Por mais que tudo parecesse costumamente natural, havia sempre uma forma nova que dela se manifestava. Encontrava-se sempre disposta a certos gestos de profundo significado, porém só se sentia apta a de fato faze-los quando sua mente de ímpeto a conduzia em sinais que ela percebia como se assim não fizesse, não mais lhes seriam mostrados pelo universo. Isso aconteceu quando viu Tomas pela primeira vez e sentiu a sensação que os antigos gregos tinham como enviadas pelos próprios deuses, a força mística Agape. Verdadeira como o vinho que continha todas imagens da paisagem que as uvas, após serem colhidas acabavam por trazer consigo, quando em seus cestos eram carregadas pelos campos de trigo. A beleza de tudo aquilo ainda era novo para ela, mas o suor que escorria-lhe por trás dos cabelos e que deixava a sua nuca corada, parecia emanar do próprio corpo das belas garotas que transmutavam o elixir de Baco nas formas corpóreas mais delicadas. Em goles dados em encontros secretos...

Assim também sentira quando viu Vick, na sua forma de menina delicada e intocada pelos ares urbanos típicos do local onde trabalhava. Lembrava ainda do aroma do chá que ela pedira, aroma que muitas vezes durante a madrugada sentia quando acordava durante a noite e banhava-se em águas frias, como se os banhos na madrugada a remetessem a momentos de purificação enquanto sabia que as pessoas estavam a dormir. Gostava de brincar com suas cartas de Tarot, repletas de palavras em alguma língua antiga, que comprara na livraria estranha próxima ao trabalho. Elas serviam como chave para os antigos ritos das florestas, onde os bardos tocavam suas flautas e encantavam os seres a dançar ao redor de fogueiras que mais pareciam focos por onde a força da terra trepidava. Assim ficava até o clarear do dia e saudava o sol antes de acordar para mais uma de existência.

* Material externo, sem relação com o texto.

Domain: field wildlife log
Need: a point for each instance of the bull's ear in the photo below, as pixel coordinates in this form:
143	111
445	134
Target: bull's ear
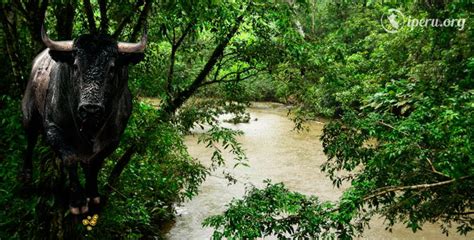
62	56
130	58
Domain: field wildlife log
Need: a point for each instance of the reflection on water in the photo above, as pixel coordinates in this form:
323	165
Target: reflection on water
279	153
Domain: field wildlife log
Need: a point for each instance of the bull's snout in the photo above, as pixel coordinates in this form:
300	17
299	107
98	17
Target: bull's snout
90	111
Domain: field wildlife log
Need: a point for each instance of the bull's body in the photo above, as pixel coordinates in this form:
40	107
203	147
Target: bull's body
78	98
48	106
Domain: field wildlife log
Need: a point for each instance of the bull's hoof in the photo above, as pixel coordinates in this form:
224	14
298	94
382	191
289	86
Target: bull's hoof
78	204
96	200
79	210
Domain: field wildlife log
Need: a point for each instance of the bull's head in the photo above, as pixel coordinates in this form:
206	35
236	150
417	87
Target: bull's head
97	66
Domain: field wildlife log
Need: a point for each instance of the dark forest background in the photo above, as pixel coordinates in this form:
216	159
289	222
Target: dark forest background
401	107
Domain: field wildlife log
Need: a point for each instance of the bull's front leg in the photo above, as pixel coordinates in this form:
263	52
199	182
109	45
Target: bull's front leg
56	138
92	167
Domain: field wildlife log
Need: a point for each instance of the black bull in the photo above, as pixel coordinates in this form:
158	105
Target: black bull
78	97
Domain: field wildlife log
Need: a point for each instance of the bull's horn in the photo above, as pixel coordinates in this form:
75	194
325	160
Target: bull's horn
63	46
124	47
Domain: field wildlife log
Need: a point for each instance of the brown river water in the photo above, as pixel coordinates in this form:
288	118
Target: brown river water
277	152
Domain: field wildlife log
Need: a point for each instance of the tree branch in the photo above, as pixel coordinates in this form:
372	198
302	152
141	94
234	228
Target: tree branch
90	16
104	20
389	189
120	166
126	20
141	20
174	49
172	106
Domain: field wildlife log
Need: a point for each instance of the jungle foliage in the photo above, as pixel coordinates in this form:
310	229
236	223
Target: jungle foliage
401	107
401	136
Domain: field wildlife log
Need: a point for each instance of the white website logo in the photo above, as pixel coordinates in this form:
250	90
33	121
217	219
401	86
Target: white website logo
394	20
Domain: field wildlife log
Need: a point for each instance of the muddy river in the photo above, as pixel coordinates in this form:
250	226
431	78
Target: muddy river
277	152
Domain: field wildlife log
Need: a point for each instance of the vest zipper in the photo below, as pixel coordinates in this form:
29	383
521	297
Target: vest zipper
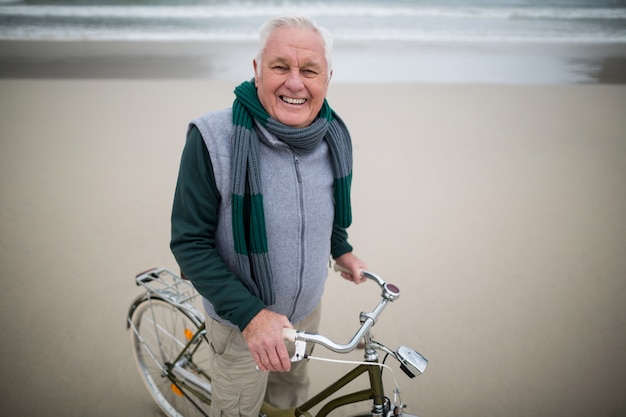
296	160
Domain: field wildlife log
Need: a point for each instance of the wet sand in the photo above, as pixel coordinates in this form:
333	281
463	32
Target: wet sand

O soltício estava próximo e todos os arautos do Sinal da Lua iriam novamente se encontrar, como uma única força de Luz em toda a escuridão dos anos que antecederam os atuais. Onde poderiam de forma verdadeira e livre, novamente se encontrar em noites que sempre elevariam as maravilhas por eles intimamente compartilhadas. Fazia pouco tempo que haviam sido contactados pela força que através de Hesse tentava destacar dentre o mundo de cegos, aqueles que ainda eram os verdadeiros responsáveis por trazer o equilíbrio humano à natureza. Tão atualmente esquecida e tida como desprovida de importância por outros que vêem unicamente nas forças da modernidade o real significado das suas vidas.

Desta forma os dias passavam e continuam a passar, acredito que tudo silenciosamente acabava por transformar os antigos membros da irmandade da natureza em seres cada vez mais novos. Eram purificaçoes contínuas, nem sempre indolores, que os levavam ao estado de percepção necessária. Libertando-os dos grilhões que durante toda a caminhada tentam prender os seus pés contra os passos da mudança. Mas é preciso ser como o Louco figurado em uma das cartas do Tarot de Lídia, frente ao precipício a única verdadeira direção é aquela que conduz às sensações dos sóis dos novos dias.